Come talk to us tonight.
We’re asking for the dead to speak,
It’s only us . . .my wife and me.
Come tell us how you died.
The oracle moved about the board
A figure-eight reply.
The oracle started slowing down, then stopped . . . above the Y.
Tell us more, tell us more, what brought you here to me?
Tell us how you died tonight.
Tell us when you died tonight.
Tell us what brings you here tonight.
Keep spelling it for me.
The figure eight continues and around the board it moves.
It’s slowing down, it’s slowing down.
Come, spirit, talk to me right now,
Tell us tonight, because we want to know . .
Then the oracle stopped on the letter O.
You’re coming in so very clear,
Now tell us why you’re roaming here, on this dark and stormy night.
Speak to me, speak to me,
Travel through this board to me.
Tell us why you sleep tonight beneath your resting tomb.
Speak to me, speak to me, speak to me now.
Then the oracle stopped on the U.
Y-O-U, Y-O-U, this isn’t making sense.
You spelled out, YOU
Is this what you meant to do?
Then the oracle stopped on YES.
My palms were sweating. My nerves were aching.
My wife could see me hesitating
As I just sat there, concentrating
Recalling what I knew.
This cannot be. This cannot be.
Then the oracle spelled out, S-U-E.
My wife had seen the fear in me
And she asked me about Sue.
I dropped my head into my hands.
I was afraid of telling you.
I held my tears and continued on, while placing my hands in hers.
I killed a woman last year in June, on the night of the 23rd.

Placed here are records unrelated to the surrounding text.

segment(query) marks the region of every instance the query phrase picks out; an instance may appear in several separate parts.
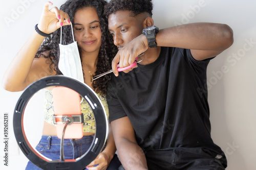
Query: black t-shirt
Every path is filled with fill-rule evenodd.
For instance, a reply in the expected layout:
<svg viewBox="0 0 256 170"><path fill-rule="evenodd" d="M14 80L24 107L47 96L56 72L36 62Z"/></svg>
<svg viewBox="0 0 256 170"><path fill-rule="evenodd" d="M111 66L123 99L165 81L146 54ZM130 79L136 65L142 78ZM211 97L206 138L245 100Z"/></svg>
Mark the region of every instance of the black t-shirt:
<svg viewBox="0 0 256 170"><path fill-rule="evenodd" d="M223 153L210 137L206 68L189 50L162 47L159 57L108 84L110 121L127 116L145 149L203 147Z"/></svg>

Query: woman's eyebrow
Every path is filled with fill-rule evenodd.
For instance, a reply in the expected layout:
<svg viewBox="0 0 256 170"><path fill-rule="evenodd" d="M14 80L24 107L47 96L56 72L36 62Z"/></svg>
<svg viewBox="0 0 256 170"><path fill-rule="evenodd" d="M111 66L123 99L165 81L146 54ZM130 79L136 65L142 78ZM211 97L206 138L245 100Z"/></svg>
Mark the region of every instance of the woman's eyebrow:
<svg viewBox="0 0 256 170"><path fill-rule="evenodd" d="M90 22L89 23L90 24L92 24L92 23L94 23L94 22L99 22L99 21L95 20L94 20L92 22ZM75 23L74 25L79 25L79 26L82 25L82 24L80 23Z"/></svg>

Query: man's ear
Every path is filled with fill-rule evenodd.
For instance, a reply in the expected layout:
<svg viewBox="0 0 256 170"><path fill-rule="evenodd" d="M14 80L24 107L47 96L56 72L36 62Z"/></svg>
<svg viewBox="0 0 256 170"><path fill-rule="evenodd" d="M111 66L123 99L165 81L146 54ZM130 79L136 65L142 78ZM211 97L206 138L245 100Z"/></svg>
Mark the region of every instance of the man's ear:
<svg viewBox="0 0 256 170"><path fill-rule="evenodd" d="M154 26L154 20L152 17L147 17L143 22L143 27L146 28L147 27L153 26Z"/></svg>

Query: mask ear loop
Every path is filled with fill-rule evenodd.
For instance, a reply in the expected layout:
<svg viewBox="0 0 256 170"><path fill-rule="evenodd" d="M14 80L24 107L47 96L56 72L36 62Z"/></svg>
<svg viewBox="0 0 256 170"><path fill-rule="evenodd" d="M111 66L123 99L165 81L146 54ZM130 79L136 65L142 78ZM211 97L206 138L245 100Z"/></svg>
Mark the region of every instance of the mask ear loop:
<svg viewBox="0 0 256 170"><path fill-rule="evenodd" d="M72 23L70 22L71 26L71 31L72 32L72 36L73 36L73 42L75 42L75 38L74 38L74 32L73 31L73 26L72 26ZM62 27L60 27L60 44L61 44L61 42L62 42Z"/></svg>
<svg viewBox="0 0 256 170"><path fill-rule="evenodd" d="M74 32L73 31L73 26L72 26L72 23L70 22L71 23L71 30L72 32L72 36L73 36L73 40L74 42L75 42L75 38L74 38ZM60 44L61 44L61 40L62 40L62 27L60 27ZM80 102L80 104L81 104L83 101L83 98L82 97L82 100L81 100L81 102Z"/></svg>

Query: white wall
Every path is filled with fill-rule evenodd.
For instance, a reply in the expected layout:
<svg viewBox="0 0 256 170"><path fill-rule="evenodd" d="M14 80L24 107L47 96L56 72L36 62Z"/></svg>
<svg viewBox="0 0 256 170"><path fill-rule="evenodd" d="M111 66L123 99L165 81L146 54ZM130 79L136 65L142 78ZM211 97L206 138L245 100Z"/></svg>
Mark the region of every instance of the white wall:
<svg viewBox="0 0 256 170"><path fill-rule="evenodd" d="M52 1L59 7L65 1ZM0 6L0 78L38 21L43 1L5 1ZM256 152L256 2L252 0L153 0L153 19L160 28L177 24L212 22L228 24L233 44L212 60L207 85L211 135L228 159L227 169L255 169ZM18 15L13 14L19 12ZM9 22L6 21L9 18ZM210 41L210 40L209 40ZM27 159L18 149L12 128L12 114L22 92L0 88L0 128L9 113L9 166L4 165L3 130L0 132L0 167L24 169ZM38 99L38 103L41 99ZM40 133L40 132L39 132Z"/></svg>

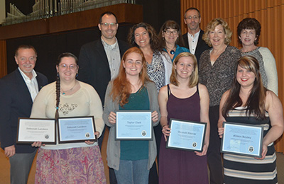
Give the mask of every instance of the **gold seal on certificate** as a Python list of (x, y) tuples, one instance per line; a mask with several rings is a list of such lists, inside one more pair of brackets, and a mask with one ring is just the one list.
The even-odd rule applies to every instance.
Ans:
[(41, 142), (55, 144), (55, 120), (21, 118), (18, 120), (17, 144)]
[(202, 151), (207, 125), (205, 122), (170, 119), (166, 147)]
[(223, 127), (221, 152), (261, 157), (262, 126), (224, 122)]
[(152, 140), (150, 110), (118, 110), (116, 140)]

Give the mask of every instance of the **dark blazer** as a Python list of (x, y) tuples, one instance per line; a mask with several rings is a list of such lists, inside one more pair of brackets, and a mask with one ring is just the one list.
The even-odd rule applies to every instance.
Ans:
[[(48, 84), (48, 79), (37, 72), (38, 90)], [(16, 153), (32, 153), (31, 144), (16, 144), (18, 117), (30, 117), (33, 100), (18, 69), (0, 79), (1, 147), (15, 145)]]
[[(196, 50), (195, 50), (195, 53), (196, 59), (197, 59), (198, 64), (200, 63), (200, 59), (201, 54), (202, 54), (203, 51), (210, 49), (210, 47), (208, 46), (208, 45), (206, 44), (204, 40), (202, 40), (203, 34), (204, 34), (204, 31), (200, 30), (200, 36), (198, 37), (197, 45), (196, 46)], [(190, 46), (188, 45), (187, 33), (186, 33), (185, 34), (184, 34), (182, 35), (182, 38), (185, 42), (185, 47), (188, 48), (190, 50)]]
[[(126, 42), (118, 40), (120, 56), (129, 49)], [(104, 105), (106, 87), (111, 80), (109, 61), (102, 40), (82, 46), (79, 56), (77, 79), (92, 86)]]

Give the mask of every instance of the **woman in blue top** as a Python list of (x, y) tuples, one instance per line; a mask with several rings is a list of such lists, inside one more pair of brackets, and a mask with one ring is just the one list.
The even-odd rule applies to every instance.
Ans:
[(174, 21), (168, 21), (164, 23), (160, 28), (159, 38), (161, 40), (163, 50), (170, 55), (172, 62), (180, 53), (190, 52), (187, 48), (183, 47), (185, 44), (180, 27)]
[(122, 57), (118, 76), (107, 86), (103, 119), (109, 126), (107, 164), (114, 169), (118, 184), (148, 184), (149, 169), (155, 161), (157, 148), (153, 140), (115, 139), (116, 111), (119, 110), (152, 111), (153, 126), (160, 120), (158, 94), (155, 84), (146, 72), (146, 61), (138, 47), (126, 50)]

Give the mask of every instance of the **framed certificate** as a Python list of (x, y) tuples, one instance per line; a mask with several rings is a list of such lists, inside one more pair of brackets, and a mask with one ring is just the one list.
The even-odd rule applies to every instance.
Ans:
[(207, 124), (170, 119), (166, 148), (202, 151)]
[(97, 141), (94, 116), (58, 118), (59, 143)]
[(116, 111), (116, 140), (153, 140), (152, 112)]
[(33, 144), (35, 142), (56, 144), (55, 120), (53, 119), (19, 117), (17, 132), (17, 144)]
[(236, 122), (223, 122), (221, 152), (261, 157), (263, 127)]

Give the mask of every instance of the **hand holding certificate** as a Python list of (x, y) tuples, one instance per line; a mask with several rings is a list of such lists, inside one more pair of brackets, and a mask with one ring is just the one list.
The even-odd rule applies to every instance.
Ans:
[(94, 117), (58, 118), (59, 143), (97, 141)]
[(221, 152), (261, 157), (263, 127), (224, 122)]
[(167, 148), (202, 151), (207, 123), (170, 119)]
[(55, 144), (55, 120), (53, 119), (18, 118), (17, 144), (41, 142)]

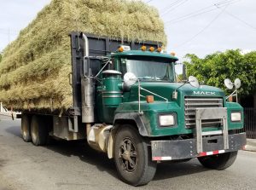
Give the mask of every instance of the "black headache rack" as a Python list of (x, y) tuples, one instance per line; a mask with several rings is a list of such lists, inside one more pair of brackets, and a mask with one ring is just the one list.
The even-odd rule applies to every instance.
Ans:
[[(137, 50), (141, 46), (152, 46), (154, 48), (161, 47), (161, 43), (138, 40), (128, 41), (121, 38), (110, 38), (108, 37), (98, 37), (92, 34), (84, 33), (89, 40), (89, 56), (106, 56), (112, 52), (115, 52), (118, 47), (129, 45), (131, 49)], [(68, 111), (69, 115), (80, 116), (82, 107), (81, 98), (81, 76), (84, 71), (84, 39), (83, 32), (73, 32), (69, 34), (71, 38), (71, 55), (72, 55), (72, 87), (73, 107)], [(92, 74), (95, 76), (101, 68), (101, 60), (90, 59), (90, 66)]]

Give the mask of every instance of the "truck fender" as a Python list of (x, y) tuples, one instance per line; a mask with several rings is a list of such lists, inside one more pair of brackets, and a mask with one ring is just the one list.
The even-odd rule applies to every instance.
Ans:
[(136, 124), (139, 134), (142, 136), (150, 135), (150, 124), (148, 119), (138, 112), (119, 112), (115, 114), (113, 119), (113, 126), (120, 124), (127, 124), (129, 122)]
[[(127, 124), (127, 123), (134, 123), (136, 124), (136, 127), (138, 130), (138, 132), (143, 136), (148, 136), (149, 132), (148, 130), (150, 129), (150, 126), (146, 127), (147, 124), (149, 124), (148, 123), (145, 122), (145, 118), (143, 118), (139, 113), (137, 112), (122, 112), (122, 113), (117, 113), (114, 116), (113, 119), (113, 128), (111, 130), (109, 139), (108, 142), (108, 158), (113, 158), (113, 141), (114, 141), (114, 136), (115, 133), (117, 131), (117, 129), (119, 126), (120, 126), (122, 124)], [(147, 130), (148, 129), (148, 130)]]

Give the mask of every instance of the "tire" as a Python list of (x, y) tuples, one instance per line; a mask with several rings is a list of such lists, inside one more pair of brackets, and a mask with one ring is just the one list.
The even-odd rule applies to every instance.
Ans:
[(233, 164), (237, 156), (237, 151), (197, 158), (206, 168), (223, 170)]
[(43, 118), (34, 115), (31, 123), (31, 137), (35, 146), (45, 145), (48, 140), (47, 126), (44, 126)]
[(27, 115), (22, 115), (20, 133), (23, 141), (26, 142), (31, 141), (30, 128), (30, 118)]
[(155, 174), (157, 165), (152, 161), (145, 141), (133, 126), (128, 124), (116, 133), (114, 162), (121, 180), (133, 186), (148, 183)]

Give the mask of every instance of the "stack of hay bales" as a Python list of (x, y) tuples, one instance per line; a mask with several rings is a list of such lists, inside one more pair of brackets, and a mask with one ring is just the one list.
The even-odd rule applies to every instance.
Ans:
[(158, 11), (140, 1), (52, 0), (3, 50), (0, 101), (26, 110), (72, 107), (72, 31), (166, 43)]

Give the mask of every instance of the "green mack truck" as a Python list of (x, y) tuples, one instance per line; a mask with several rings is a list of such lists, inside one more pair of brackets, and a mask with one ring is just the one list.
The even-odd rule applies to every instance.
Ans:
[(23, 110), (25, 141), (49, 136), (86, 139), (113, 158), (120, 178), (150, 181), (158, 163), (197, 158), (224, 170), (246, 145), (243, 110), (220, 89), (195, 78), (177, 83), (177, 58), (157, 42), (98, 37), (72, 32), (73, 107), (66, 111)]

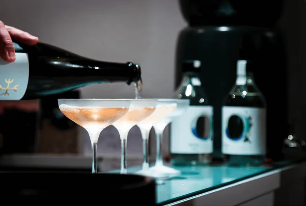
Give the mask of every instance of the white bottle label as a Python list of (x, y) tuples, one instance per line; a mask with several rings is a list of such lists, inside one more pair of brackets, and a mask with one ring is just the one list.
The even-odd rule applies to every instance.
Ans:
[(265, 109), (223, 107), (222, 124), (222, 153), (266, 154)]
[(211, 106), (189, 106), (171, 124), (170, 152), (207, 154), (213, 151), (213, 115)]
[(0, 100), (21, 99), (27, 90), (28, 79), (27, 54), (16, 52), (13, 62), (0, 57)]

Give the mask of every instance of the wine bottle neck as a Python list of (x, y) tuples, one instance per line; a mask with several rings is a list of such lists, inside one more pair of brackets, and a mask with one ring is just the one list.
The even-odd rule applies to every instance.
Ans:
[(183, 85), (191, 84), (193, 86), (201, 86), (201, 80), (199, 73), (189, 71), (184, 73), (183, 75), (182, 83)]

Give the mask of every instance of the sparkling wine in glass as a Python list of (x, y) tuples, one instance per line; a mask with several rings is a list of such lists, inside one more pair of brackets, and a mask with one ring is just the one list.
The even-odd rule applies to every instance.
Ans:
[(164, 165), (162, 159), (163, 133), (167, 125), (173, 121), (174, 118), (183, 114), (187, 110), (190, 103), (188, 99), (159, 99), (159, 101), (168, 101), (174, 100), (177, 107), (175, 110), (169, 115), (155, 122), (153, 125), (156, 139), (156, 159), (155, 165), (150, 168), (146, 172), (147, 175), (155, 177), (161, 176), (170, 176), (179, 175), (181, 172), (169, 167)]
[(151, 114), (137, 124), (140, 129), (143, 139), (144, 156), (142, 170), (137, 173), (144, 174), (149, 168), (148, 150), (149, 135), (151, 128), (155, 124), (166, 118), (172, 113), (177, 107), (176, 99), (161, 101), (158, 100), (156, 108)]
[(130, 100), (131, 105), (127, 113), (113, 124), (118, 130), (121, 140), (121, 174), (126, 174), (127, 172), (126, 144), (129, 132), (132, 127), (154, 112), (157, 101), (144, 99)]
[(85, 129), (91, 143), (92, 173), (97, 172), (97, 143), (101, 132), (124, 116), (128, 100), (59, 99), (60, 110), (66, 117)]

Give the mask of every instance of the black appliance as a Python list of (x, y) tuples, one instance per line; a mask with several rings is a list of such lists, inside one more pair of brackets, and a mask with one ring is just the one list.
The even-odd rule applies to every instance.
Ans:
[[(180, 32), (176, 54), (175, 86), (184, 60), (201, 61), (202, 86), (214, 107), (214, 156), (221, 157), (221, 107), (236, 79), (237, 60), (251, 59), (247, 70), (267, 102), (267, 156), (282, 159), (288, 135), (285, 49), (276, 25), (281, 1), (180, 0), (189, 26)], [(255, 13), (254, 13), (255, 12)]]

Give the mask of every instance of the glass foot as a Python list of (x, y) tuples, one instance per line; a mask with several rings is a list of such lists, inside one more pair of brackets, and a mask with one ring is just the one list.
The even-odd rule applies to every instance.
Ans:
[(157, 179), (168, 178), (179, 175), (181, 172), (164, 165), (155, 165), (144, 170), (140, 170), (136, 174)]

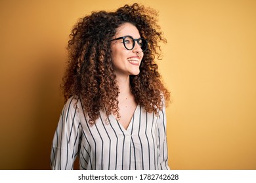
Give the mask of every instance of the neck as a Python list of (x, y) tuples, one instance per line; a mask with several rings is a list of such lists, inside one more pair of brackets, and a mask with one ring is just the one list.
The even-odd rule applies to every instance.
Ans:
[(119, 97), (127, 97), (131, 95), (129, 76), (118, 76), (116, 78), (119, 90)]

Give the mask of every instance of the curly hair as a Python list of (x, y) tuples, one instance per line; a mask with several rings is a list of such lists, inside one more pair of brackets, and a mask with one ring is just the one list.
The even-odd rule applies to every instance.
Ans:
[(117, 29), (124, 23), (131, 23), (140, 36), (148, 41), (140, 73), (130, 76), (131, 92), (136, 102), (148, 112), (158, 113), (170, 93), (161, 82), (156, 58), (160, 59), (160, 42), (166, 42), (157, 24), (158, 12), (137, 3), (125, 5), (116, 12), (93, 12), (75, 25), (68, 41), (68, 67), (61, 87), (66, 101), (78, 96), (89, 123), (93, 125), (104, 110), (119, 116), (117, 84), (110, 41)]

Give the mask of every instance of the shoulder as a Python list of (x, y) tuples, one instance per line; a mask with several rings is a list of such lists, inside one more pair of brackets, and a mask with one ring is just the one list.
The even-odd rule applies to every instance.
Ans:
[(80, 103), (79, 97), (75, 95), (72, 96), (66, 101), (62, 112), (68, 114), (77, 112), (81, 106)]

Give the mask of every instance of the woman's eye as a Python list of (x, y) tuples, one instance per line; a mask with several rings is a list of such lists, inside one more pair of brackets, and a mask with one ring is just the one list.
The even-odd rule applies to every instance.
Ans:
[(125, 44), (130, 44), (131, 42), (130, 42), (129, 40), (125, 40)]

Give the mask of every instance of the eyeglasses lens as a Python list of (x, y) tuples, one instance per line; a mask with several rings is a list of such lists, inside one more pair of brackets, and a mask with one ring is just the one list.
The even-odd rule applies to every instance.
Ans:
[[(123, 43), (124, 43), (125, 48), (129, 50), (133, 49), (134, 46), (135, 46), (134, 39), (131, 37), (125, 37)], [(142, 51), (144, 51), (146, 50), (147, 42), (146, 42), (146, 41), (145, 39), (139, 39), (138, 44), (140, 46)]]

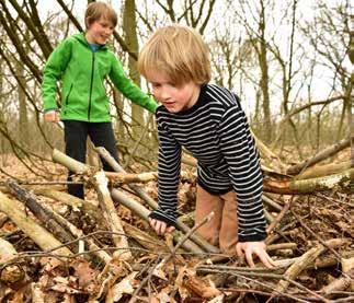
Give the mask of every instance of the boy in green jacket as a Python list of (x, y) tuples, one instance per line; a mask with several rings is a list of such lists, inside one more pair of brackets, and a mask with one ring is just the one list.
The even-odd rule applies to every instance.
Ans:
[[(65, 125), (67, 155), (85, 162), (87, 137), (104, 147), (116, 161), (117, 149), (112, 129), (110, 101), (104, 80), (109, 77), (127, 98), (155, 113), (157, 103), (129, 80), (121, 61), (105, 45), (117, 24), (115, 11), (106, 3), (88, 5), (85, 33), (66, 38), (49, 56), (44, 68), (42, 95), (44, 119)], [(56, 103), (57, 81), (61, 80), (60, 110)], [(60, 112), (60, 116), (59, 116)], [(111, 171), (102, 159), (103, 168)], [(69, 172), (68, 180), (71, 180)], [(68, 193), (83, 198), (83, 186), (68, 185)]]

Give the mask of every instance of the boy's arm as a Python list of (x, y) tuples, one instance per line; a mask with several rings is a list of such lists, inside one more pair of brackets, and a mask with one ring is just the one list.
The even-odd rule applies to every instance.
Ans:
[(139, 86), (137, 86), (124, 72), (123, 66), (119, 60), (113, 56), (112, 69), (110, 79), (114, 85), (122, 92), (124, 96), (133, 101), (135, 104), (140, 105), (151, 113), (156, 112), (158, 107), (153, 97), (145, 94)]
[(152, 211), (149, 217), (175, 226), (182, 149), (163, 125), (159, 123), (159, 119), (157, 124), (159, 132), (159, 208)]
[(42, 80), (42, 98), (44, 112), (58, 109), (56, 103), (57, 81), (61, 78), (71, 56), (71, 47), (68, 40), (62, 42), (50, 54), (44, 70)]
[(237, 195), (239, 242), (263, 241), (266, 237), (262, 203), (263, 176), (254, 139), (240, 107), (227, 109), (219, 133), (221, 152)]

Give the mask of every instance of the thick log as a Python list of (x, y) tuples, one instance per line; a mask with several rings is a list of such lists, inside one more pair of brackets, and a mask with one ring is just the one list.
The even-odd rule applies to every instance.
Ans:
[(264, 191), (281, 195), (306, 195), (316, 191), (341, 188), (350, 190), (354, 176), (354, 168), (340, 174), (300, 180), (274, 180), (265, 177)]
[(28, 280), (22, 266), (11, 263), (16, 255), (18, 252), (12, 244), (0, 237), (0, 282), (11, 289), (19, 289)]
[[(32, 218), (20, 210), (21, 206), (9, 199), (0, 191), (0, 211), (7, 215), (21, 229), (28, 237), (31, 237), (43, 250), (53, 250), (52, 254), (69, 256), (72, 253), (62, 246), (53, 234), (38, 225)], [(57, 248), (59, 247), (59, 248)]]
[[(126, 173), (124, 168), (115, 161), (115, 159), (102, 147), (95, 148), (95, 151), (111, 165), (111, 167), (118, 173)], [(195, 160), (192, 158), (192, 160)], [(139, 198), (145, 200), (153, 210), (158, 208), (158, 203), (138, 185), (128, 184), (129, 188), (133, 189)], [(184, 233), (190, 232), (190, 228), (183, 222), (178, 220), (178, 226)], [(219, 249), (214, 245), (209, 244), (207, 241), (202, 238), (196, 234), (191, 235), (191, 240), (195, 242), (198, 246), (204, 248), (208, 253), (219, 253)]]
[(289, 175), (297, 175), (302, 170), (310, 167), (310, 166), (315, 165), (316, 163), (338, 153), (339, 151), (350, 147), (350, 144), (351, 144), (350, 138), (345, 138), (345, 139), (341, 140), (340, 142), (338, 142), (336, 144), (333, 144), (333, 145), (320, 151), (316, 155), (305, 160), (304, 162), (290, 166), (289, 168), (287, 168), (286, 173)]
[[(338, 247), (343, 245), (343, 240), (331, 240), (327, 241), (326, 245), (329, 247)], [(289, 280), (295, 280), (298, 275), (309, 267), (309, 265), (313, 264), (315, 260), (327, 249), (327, 247), (322, 244), (318, 244), (317, 246), (312, 247), (308, 252), (306, 252), (302, 256), (300, 256), (284, 273), (286, 279), (282, 279), (276, 288), (274, 293), (283, 293), (289, 285)]]
[(296, 176), (296, 179), (309, 179), (315, 177), (323, 177), (333, 174), (340, 174), (346, 170), (351, 168), (351, 162), (342, 162), (342, 163), (331, 163), (326, 165), (319, 165), (310, 167), (304, 171), (301, 174)]
[[(96, 167), (91, 167), (79, 161), (76, 161), (56, 149), (54, 149), (52, 158), (54, 162), (66, 166), (69, 171), (76, 174), (92, 176), (98, 171)], [(147, 183), (157, 179), (156, 172), (142, 174), (105, 172), (105, 174), (113, 183)]]
[[(133, 210), (137, 215), (139, 215), (141, 219), (148, 221), (148, 217), (150, 211), (141, 206), (139, 202), (135, 201), (134, 199), (127, 197), (126, 195), (124, 195), (123, 193), (121, 193), (119, 190), (113, 188), (111, 191), (112, 198), (117, 201), (118, 203), (122, 203), (123, 206), (125, 206), (126, 208)], [(174, 236), (178, 236), (178, 233), (174, 232), (173, 233)], [(198, 247), (195, 243), (193, 243), (192, 241), (187, 240), (182, 247), (189, 252), (193, 252), (195, 254), (202, 254), (204, 253), (204, 250)]]
[[(102, 217), (101, 211), (99, 211), (99, 208), (94, 206), (93, 203), (90, 203), (88, 201), (84, 201), (80, 198), (77, 198), (70, 194), (67, 194), (65, 191), (48, 189), (48, 188), (36, 188), (33, 190), (34, 194), (41, 195), (44, 197), (48, 197), (52, 199), (55, 199), (57, 201), (60, 201), (67, 206), (70, 206), (73, 211), (81, 210), (84, 213), (87, 213), (89, 217), (91, 217), (101, 229), (105, 226), (104, 219)], [(102, 226), (101, 226), (102, 225)]]
[[(42, 222), (50, 233), (53, 233), (60, 242), (67, 243), (75, 240), (62, 226), (55, 220), (53, 211), (45, 209), (37, 202), (37, 197), (28, 193), (14, 182), (8, 184), (12, 194), (27, 207), (32, 213)], [(71, 247), (72, 248), (72, 247)]]
[(111, 194), (109, 190), (109, 182), (104, 175), (104, 172), (98, 172), (93, 177), (93, 185), (99, 194), (100, 207), (103, 211), (106, 224), (110, 230), (114, 233), (112, 240), (118, 249), (114, 255), (122, 260), (129, 260), (132, 253), (129, 250), (128, 240), (125, 236), (123, 225), (119, 217), (116, 213)]

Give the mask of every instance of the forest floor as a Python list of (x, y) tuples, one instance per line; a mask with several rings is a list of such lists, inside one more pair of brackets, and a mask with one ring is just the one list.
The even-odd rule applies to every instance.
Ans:
[[(350, 159), (347, 150), (335, 161), (345, 159)], [(8, 173), (0, 173), (0, 191), (34, 222), (45, 226), (9, 193), (5, 183), (11, 179), (23, 188), (45, 186), (64, 191), (60, 183), (66, 182), (67, 170), (53, 163), (26, 163), (26, 166), (14, 156), (2, 158), (0, 164)], [(178, 210), (190, 214), (182, 220), (192, 228), (195, 172), (187, 166), (183, 171), (186, 177), (180, 187)], [(140, 187), (157, 200), (156, 182)], [(149, 208), (127, 186), (118, 189)], [(0, 240), (14, 249), (9, 254), (0, 243), (0, 302), (354, 302), (354, 198), (351, 194), (339, 190), (298, 196), (265, 193), (275, 202), (275, 207), (265, 205), (269, 226), (272, 226), (266, 238), (267, 249), (276, 263), (272, 269), (261, 264), (252, 269), (242, 260), (220, 253), (191, 253), (185, 248), (174, 252), (173, 245), (181, 244), (181, 236), (174, 238), (174, 244), (170, 236), (158, 237), (135, 211), (115, 201), (133, 255), (129, 260), (122, 260), (114, 253), (112, 232), (104, 223), (96, 222), (95, 217), (44, 191), (32, 195), (82, 234), (67, 245), (72, 255), (58, 257), (53, 249), (41, 248), (26, 230), (11, 220), (11, 213), (0, 212)], [(94, 188), (88, 186), (84, 203), (100, 213), (98, 200)], [(130, 226), (138, 231), (133, 232)], [(83, 235), (105, 252), (110, 260), (88, 248), (88, 243), (83, 246), (79, 241), (85, 240)]]

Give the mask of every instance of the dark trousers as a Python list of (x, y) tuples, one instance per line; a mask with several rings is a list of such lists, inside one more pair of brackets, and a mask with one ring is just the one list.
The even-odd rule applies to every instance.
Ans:
[[(117, 148), (115, 145), (115, 138), (111, 123), (84, 123), (66, 120), (65, 126), (65, 144), (66, 154), (72, 159), (85, 163), (87, 154), (87, 139), (90, 136), (91, 141), (95, 147), (103, 147), (111, 153), (111, 155), (118, 162)], [(103, 170), (112, 172), (109, 163), (101, 158)], [(68, 174), (68, 182), (71, 182), (72, 172)], [(81, 184), (69, 184), (68, 193), (78, 198), (83, 199), (83, 185)]]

And as my tears began to flow,
It was time to tell the truth.
My wife had every right to know about that night in June.
It was a hit and run, around the bend.
My drinking then, brought her the end.
I panicked and I left the scene--
No witnesses or no clues.
I fixed the car behind your back. I kept it all from you.
My wife broke down in tears that night, as I embraced her crying out,
I’m sorry, Sue. I’M SORRY SUE!
I’M SORRY FOR WHAT I’VE DONE TO YOU!
Forgive me, please…forgive me please.
Can’t you see what you’ve put me through?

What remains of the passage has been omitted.